The batteries on my wireless keyboard are always running out!

Ive noticed im leaving the num lock on....do you think turning it off will save battery power????


Someone must know what to do


----------



## Lorand (Nov 10, 2004)

That led consumes only a small amount of power.
What keyboard is it?


----------



## thedoors27 (Nov 10, 2004)

Pc line KBC 300, Im going to try with the num lock off so who knows at this point :s

I hope i find something that will work, I want to be able to leave my computer on lol.


----------



## Lorand (Nov 10, 2004)

Can you post a link to that product? I didn't find any keyboard with that name.


----------



## i picKed a winna (Nov 11, 2004)

that's weird. i have a logitech wireless keyboard and the number lock is always on but theres no light on the keyboard itself so you must mean that. anyhow my batteries last for several months probably 7 or 8 and my computer is always on.


----------



## Lorand (Nov 11, 2004)

I have a Logitech wireless optical mouse and the batteries last at least a month. But Logitech wireless products have a very efficient power saving technique.
I don't know if that PcLine keyboard has something like this or not... (probably not)...


----------



## thedoors27 (Nov 11, 2004)

Hmm strange. I cant find no links either, I could'nt when i first seached ages ago, but yes the keyboard has no lights. The batteries deffiinately went because i also tried them in my cd walkman, this mystery will continue to carry on, or i can just buy some rechargable batteries lol.


----------



## Lorand (Nov 11, 2004)

If the NumLock, CapsLock, ScrollLock LEDs are on the receiver and not on the keyboard then it makes no difference if they are lit ot not.
The strange thing is that I can't find any info on the net about that keyboard...


----------



## SFR (Nov 11, 2004)

is this the keyboard your referring to?


http://www.comparestoreprices.co.uk/keyboards/packard-bell-kb300.asp


----------



## Lorand (Nov 11, 2004)

You mean this one?




I don't think this is it because it has the LEDs on the keyboard...


----------



## thedoors27 (Nov 11, 2004)

No its not that one, and the keyboard has no lights, the sensor has one light. Caps lock etc when on can be displayed just above the taskbar.


----------



## SFR (Nov 11, 2004)

lol


I guess you are using a keyboard that doesnt exist...

LOL



actually on that note... I have a new DELL mulimedia keyboard I spent like $50 on it when I got my new Dell 8400

its wireless and other than the fact that I already have a microsoft one.. I would have definelty used it..

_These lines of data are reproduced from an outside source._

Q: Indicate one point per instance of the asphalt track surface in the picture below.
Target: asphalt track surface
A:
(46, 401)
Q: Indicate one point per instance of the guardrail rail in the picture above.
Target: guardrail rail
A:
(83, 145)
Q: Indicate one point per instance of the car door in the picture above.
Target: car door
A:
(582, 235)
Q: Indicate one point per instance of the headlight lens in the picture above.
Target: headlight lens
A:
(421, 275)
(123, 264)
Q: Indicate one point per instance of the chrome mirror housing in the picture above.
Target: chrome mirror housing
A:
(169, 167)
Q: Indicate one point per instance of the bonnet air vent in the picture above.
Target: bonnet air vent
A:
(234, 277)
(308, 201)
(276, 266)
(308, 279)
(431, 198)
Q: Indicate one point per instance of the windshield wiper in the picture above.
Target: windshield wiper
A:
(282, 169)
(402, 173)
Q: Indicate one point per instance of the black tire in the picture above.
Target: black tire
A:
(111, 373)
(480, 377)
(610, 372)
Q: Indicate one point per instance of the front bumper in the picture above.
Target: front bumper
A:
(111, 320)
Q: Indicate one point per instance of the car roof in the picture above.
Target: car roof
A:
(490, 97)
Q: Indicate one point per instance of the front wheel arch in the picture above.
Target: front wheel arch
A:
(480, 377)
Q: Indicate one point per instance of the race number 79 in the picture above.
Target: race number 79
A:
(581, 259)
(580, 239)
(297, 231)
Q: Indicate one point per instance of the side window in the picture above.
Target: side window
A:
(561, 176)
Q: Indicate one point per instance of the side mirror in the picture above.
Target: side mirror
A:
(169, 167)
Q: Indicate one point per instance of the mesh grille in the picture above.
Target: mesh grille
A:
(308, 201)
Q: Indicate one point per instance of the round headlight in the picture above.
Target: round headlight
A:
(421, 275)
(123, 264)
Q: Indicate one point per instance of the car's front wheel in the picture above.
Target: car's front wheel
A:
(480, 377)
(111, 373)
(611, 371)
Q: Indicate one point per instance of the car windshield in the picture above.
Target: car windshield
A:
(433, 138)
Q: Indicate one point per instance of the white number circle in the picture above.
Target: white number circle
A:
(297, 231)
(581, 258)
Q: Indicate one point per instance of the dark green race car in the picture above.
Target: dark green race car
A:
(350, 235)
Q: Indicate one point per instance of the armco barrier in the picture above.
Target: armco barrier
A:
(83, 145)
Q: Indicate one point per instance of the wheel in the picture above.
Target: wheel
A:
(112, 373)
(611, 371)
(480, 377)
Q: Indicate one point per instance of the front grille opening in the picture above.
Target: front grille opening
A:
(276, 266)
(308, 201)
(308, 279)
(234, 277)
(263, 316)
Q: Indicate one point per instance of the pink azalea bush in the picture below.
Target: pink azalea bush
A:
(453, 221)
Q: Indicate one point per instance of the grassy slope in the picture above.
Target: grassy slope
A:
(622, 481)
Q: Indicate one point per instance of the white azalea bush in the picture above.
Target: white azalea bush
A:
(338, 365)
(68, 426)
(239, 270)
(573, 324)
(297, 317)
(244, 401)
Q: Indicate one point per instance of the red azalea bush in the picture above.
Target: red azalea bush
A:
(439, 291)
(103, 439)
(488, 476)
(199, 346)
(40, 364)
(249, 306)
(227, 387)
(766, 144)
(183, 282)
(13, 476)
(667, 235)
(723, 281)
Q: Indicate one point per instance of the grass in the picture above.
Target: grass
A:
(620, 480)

Since I have no use for it... I would love to sell it...  I think you can check it out on dell's website.. think it is still an add-on for the Dell 8400


----------



## thedoors27 (Nov 11, 2004)

Tiny update: i rang the pc support line and the guy said it shouldnt be doing that....i left my computer off last night and the batteries still went!

Went to the shop and got an exchange


----------



## Lorand (Nov 11, 2004)

> I guess you are using a keyboard that doesnt exist...


Probably it was assembled on a boat and the tax-free salt water damaged the keyboard's electronics...


----------